An Intelligent Approach to Water Management
20 May 2015 | Michael SullivanTagged: Planet,
The Third in a Series About Machine-to-Machine Technology and Water Management.
Properly maintained water systems underpin our quality of life. Inefficiencies in how we manage our precious water resources are very costly. Municipalities must spend a tremendous amount of money moving and treating water, and on average 25 percent of water produced never reaches end users because of leaks and water main bursts. Couple all these expensive repair bills with extreme weather patterns that are either leaving cities with way too much -- or far too little water -- and it’s no wonder why water crises are now ranked as the top threat to economic development worldwide.
By putting more data and better tools to work in analyzing our water systems, water authorities will be better able to make cost-effective decisions to repair and replace aging water infrastructure based on predictive insights, not reactions to catastrophic failures.

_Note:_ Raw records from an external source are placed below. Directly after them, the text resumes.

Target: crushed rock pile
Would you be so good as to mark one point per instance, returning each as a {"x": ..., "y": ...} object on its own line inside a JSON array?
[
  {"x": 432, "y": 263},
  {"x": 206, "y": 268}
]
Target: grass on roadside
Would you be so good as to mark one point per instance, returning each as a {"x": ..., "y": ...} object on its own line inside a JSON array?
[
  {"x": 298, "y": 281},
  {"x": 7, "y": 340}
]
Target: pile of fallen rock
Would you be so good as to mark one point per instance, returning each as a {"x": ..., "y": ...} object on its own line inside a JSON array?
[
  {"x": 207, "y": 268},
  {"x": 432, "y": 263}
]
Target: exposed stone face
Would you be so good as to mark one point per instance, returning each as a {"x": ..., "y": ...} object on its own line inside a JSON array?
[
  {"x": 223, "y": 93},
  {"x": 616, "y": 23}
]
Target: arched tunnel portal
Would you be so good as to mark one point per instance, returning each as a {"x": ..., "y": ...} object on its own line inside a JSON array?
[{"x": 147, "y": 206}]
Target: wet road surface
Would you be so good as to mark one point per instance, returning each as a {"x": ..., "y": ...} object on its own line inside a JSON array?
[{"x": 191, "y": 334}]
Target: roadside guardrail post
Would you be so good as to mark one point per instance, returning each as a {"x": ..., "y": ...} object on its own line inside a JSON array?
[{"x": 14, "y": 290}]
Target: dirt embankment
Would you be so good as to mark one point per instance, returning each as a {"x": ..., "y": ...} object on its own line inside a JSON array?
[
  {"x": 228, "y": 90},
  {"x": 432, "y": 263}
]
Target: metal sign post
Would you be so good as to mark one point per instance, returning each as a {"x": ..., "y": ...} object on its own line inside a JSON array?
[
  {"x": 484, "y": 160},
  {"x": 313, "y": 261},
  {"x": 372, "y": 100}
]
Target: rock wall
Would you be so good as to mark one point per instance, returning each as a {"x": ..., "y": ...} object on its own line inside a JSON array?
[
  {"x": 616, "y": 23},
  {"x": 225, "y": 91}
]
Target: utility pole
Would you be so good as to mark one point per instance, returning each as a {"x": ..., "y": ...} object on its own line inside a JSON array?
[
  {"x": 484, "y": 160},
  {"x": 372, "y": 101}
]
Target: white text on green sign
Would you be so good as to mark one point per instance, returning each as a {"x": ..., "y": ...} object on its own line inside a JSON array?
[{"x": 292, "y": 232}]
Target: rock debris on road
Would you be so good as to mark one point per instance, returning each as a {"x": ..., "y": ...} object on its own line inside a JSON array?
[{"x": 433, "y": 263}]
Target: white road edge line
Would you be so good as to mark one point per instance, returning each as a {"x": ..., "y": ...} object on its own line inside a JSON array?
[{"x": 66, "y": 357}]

Look no further than to our West Coast and ask Californians about dramatic consequences of what it’s like living through these new extremes and the crippling impacts of operating in a water-constrained economy. Creative solutions are needed to help cities stretch taxpayers dollars and better balance water supply and demand. Today, big data and analytics can be used to overcome the complexity and truly manage our water supply as holistic systems.
The integration of big data into existing water-control systems presents major opportunities for how water use is managed around the country. City officials can use this data to analyze use and flow of water, which, in turn, allows them to build new insights to make better management decisions in the future. Data, and a city’s ability to use it as a tool in their planning, will improve water delivery systems. By providing information about water flow in real time, steps can be taken proactively to counter-balance the negative effects of aging and failing water infrastructure.
The use of big data in water management can be best illustrated using an example: in a particular pipe or set of pipes, water management officials can observe and collect existing and new sources of operating data as inputs for supporting advanced analytics in the areas of leak detection, pressure management and pipe failure prediction capabilities to proactively reduce water lost from leaks and bursts. By putting more data and better tools to work in analyzing our water systems, water authorities will be better able to make cost-effective decisions to repair and replace aging water infrastructure based on predictive insights, not reactions to catastrophic failures.
The challenge and opportunity for smarter water management is global. By 2030, rising population and growing urbanization will increase global water demand by 30 percent according to the United Nations. Yet even as the challenges increase, so do the capabilities that government, cities, utilities and businesses have at their command to respond. Big data, sophisticated analytics, sensors and the cloud provide the flexible, cost-effective foundation needed to finally make the most of the existing and new information available to address the problem of managing one of the world’s most essential resources – water.
IBM is participating in the NIST Global City Teams Challenge with AT&T.